A student protest against clear cutting of old growth forests in Northern Ontario ends in tragedy and leads to an escalating series of events involving family secrets, a covert government agency and a powerful and ancient race of shape shifters in Douglas Smith's Spirit Dance.

Gwyn Blaidd is a man who has fought and won, loved and lost, and generally had enough of civilization and all of the complications it brings. So he's retreated to a hidden dwelling in Ontario's far north to live alone with the land. When a new trouble threatens his friends, however, Gwyn is forced to come out of seclusion to battle an old enemy he thought he had cowed into submission long ago. Gwyn's quest takes him back to familiar territory where he must face ghosts from his past as he fights in the present to save the future of his people.

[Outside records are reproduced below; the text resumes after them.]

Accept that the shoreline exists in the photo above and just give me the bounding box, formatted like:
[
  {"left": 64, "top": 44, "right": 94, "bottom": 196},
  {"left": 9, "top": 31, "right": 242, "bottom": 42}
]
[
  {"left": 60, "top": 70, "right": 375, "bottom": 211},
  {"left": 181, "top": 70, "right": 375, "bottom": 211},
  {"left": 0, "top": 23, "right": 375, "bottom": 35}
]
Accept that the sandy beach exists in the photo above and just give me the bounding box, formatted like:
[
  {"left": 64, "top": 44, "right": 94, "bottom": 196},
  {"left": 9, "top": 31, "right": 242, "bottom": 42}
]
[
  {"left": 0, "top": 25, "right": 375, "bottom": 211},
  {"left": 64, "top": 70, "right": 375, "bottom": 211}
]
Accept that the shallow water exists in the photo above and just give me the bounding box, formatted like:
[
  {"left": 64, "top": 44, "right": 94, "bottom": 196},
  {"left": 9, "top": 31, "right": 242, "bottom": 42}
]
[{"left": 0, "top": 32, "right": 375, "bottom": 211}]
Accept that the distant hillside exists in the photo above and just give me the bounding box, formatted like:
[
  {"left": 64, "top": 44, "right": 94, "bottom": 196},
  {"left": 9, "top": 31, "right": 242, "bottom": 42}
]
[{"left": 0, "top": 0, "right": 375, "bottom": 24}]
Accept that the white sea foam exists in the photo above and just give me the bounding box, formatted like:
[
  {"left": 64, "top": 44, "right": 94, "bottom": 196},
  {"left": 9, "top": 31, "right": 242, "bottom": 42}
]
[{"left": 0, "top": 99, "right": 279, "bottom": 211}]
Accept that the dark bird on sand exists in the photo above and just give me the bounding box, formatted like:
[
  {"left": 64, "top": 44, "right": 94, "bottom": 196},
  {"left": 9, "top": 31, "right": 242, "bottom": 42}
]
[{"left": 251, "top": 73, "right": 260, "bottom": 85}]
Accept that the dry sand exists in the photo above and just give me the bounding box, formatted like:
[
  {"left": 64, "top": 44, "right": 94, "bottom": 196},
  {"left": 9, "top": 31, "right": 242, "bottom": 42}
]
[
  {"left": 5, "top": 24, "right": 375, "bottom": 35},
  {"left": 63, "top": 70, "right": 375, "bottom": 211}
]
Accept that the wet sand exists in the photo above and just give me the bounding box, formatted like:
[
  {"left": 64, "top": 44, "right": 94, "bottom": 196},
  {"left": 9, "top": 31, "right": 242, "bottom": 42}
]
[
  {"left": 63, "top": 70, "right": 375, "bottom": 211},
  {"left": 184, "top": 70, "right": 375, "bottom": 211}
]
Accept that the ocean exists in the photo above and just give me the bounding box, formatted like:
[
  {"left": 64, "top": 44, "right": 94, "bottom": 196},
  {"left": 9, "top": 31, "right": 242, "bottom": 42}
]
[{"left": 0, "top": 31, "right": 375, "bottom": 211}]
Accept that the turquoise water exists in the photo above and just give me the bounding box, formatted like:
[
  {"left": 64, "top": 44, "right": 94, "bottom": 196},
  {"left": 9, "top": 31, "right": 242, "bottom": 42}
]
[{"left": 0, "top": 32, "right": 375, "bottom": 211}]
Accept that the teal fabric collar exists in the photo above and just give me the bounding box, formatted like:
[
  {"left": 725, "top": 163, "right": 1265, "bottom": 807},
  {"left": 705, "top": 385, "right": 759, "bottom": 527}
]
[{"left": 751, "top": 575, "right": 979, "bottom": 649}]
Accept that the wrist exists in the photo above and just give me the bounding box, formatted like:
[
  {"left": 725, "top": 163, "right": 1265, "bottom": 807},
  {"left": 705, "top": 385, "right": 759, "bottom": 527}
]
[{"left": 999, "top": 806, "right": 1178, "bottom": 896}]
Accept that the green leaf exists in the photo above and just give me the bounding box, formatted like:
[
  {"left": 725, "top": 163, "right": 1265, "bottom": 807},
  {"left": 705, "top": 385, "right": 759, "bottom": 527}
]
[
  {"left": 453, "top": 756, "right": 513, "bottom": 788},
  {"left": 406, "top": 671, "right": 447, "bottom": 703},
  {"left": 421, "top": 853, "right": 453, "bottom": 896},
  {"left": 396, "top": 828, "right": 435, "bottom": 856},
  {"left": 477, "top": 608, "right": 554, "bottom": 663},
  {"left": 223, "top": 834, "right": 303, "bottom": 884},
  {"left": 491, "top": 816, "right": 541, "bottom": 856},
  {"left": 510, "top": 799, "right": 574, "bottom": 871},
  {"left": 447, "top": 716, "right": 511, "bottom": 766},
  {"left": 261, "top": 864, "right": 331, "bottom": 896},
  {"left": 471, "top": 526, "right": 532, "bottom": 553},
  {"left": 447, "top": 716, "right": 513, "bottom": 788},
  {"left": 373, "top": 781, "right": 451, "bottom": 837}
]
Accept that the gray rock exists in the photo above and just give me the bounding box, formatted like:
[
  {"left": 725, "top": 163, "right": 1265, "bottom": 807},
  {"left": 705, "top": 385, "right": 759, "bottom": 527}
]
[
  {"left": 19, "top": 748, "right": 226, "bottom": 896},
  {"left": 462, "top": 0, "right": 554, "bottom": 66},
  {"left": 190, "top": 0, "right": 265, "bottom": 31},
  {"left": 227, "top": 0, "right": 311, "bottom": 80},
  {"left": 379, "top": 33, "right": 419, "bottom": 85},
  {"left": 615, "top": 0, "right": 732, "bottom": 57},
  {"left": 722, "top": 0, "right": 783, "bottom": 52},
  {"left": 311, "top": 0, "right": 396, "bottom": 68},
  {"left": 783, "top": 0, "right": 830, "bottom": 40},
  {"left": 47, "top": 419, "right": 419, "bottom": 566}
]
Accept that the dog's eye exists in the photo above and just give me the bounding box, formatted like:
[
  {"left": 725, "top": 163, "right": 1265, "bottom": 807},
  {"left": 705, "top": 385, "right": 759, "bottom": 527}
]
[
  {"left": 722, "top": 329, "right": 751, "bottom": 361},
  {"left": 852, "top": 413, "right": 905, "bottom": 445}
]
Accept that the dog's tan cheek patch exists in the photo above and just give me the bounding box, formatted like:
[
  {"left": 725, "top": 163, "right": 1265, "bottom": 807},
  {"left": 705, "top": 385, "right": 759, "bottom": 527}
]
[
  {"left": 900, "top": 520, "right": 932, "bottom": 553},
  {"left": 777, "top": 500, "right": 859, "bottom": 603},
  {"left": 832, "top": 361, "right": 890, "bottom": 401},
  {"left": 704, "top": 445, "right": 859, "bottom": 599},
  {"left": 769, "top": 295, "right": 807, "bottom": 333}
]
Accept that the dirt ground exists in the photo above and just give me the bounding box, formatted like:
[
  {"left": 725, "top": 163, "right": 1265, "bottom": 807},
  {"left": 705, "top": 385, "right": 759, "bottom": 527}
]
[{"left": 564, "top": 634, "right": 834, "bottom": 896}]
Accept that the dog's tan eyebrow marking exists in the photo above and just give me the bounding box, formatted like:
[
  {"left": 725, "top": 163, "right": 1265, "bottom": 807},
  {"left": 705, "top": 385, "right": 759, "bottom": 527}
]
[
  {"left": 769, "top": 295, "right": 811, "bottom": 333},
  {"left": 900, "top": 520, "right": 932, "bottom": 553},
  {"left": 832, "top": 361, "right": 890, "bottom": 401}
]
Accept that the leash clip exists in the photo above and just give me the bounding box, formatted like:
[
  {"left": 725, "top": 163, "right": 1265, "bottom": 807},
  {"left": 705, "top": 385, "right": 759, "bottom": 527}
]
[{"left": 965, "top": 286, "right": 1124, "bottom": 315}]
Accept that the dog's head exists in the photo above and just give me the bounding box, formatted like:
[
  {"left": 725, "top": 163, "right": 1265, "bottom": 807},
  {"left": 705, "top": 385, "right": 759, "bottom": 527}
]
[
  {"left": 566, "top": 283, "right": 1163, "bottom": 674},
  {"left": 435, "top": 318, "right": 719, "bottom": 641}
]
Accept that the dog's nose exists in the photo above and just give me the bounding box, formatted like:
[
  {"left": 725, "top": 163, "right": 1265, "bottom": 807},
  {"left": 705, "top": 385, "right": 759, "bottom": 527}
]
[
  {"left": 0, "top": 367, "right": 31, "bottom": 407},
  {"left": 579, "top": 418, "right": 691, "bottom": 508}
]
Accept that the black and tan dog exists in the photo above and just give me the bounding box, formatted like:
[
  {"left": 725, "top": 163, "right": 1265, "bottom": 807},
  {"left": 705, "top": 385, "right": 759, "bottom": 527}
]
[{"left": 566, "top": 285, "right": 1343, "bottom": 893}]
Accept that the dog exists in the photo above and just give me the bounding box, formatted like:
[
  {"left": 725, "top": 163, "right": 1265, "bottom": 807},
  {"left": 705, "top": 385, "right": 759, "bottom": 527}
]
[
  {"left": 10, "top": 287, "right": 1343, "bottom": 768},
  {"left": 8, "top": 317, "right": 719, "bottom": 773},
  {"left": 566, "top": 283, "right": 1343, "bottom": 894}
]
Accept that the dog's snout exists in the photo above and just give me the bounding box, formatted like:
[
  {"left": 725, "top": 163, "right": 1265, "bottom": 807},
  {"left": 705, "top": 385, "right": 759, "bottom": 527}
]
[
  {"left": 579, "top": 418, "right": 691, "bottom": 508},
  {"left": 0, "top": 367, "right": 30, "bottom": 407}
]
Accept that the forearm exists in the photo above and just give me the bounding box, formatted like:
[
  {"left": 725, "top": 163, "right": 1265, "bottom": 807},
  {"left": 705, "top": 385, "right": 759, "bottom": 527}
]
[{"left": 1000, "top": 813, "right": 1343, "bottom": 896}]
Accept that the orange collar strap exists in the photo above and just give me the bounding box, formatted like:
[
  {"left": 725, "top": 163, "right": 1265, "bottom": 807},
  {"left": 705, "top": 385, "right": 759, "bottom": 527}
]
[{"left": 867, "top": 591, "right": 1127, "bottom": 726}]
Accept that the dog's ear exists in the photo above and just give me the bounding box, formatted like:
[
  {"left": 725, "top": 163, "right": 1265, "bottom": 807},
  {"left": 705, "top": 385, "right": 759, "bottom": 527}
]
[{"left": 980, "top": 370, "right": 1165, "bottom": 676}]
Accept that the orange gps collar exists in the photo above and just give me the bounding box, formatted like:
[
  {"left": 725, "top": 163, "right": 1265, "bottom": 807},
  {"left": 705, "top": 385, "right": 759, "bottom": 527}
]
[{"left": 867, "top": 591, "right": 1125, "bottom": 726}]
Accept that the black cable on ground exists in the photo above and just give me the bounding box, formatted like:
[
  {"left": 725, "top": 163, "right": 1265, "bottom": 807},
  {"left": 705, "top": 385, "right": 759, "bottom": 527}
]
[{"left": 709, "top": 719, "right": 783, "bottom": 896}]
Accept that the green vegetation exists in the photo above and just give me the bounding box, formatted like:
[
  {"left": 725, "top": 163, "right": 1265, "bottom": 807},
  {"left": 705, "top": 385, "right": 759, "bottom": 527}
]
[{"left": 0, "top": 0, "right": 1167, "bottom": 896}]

Spirit Dance is a story which works on both intimate and epic levels. Gwyn is called in to do battle for his people -- and Spirit Dance includes a great, high adrenaline battle between armed humans, shape-shifters and forest animals -- but Gwyn is also very much fighting for his own soul. Douglas Smith's Herok'a are expertly realized and an interesting take on the shape-shifter mythos, and each individual character within the story is just as carefully and finely crafted. Relationships are complex and many-layered, as Doug is able to weave a rich back-story into the lives of his characters within the tight space of the short story, providing rich details which bring his characters and their interactions to life.

Love, sex, action, intrigue, humour, the complexities of life, tragedy of death, and wonder of rebirth are all packed into Spirit Dance.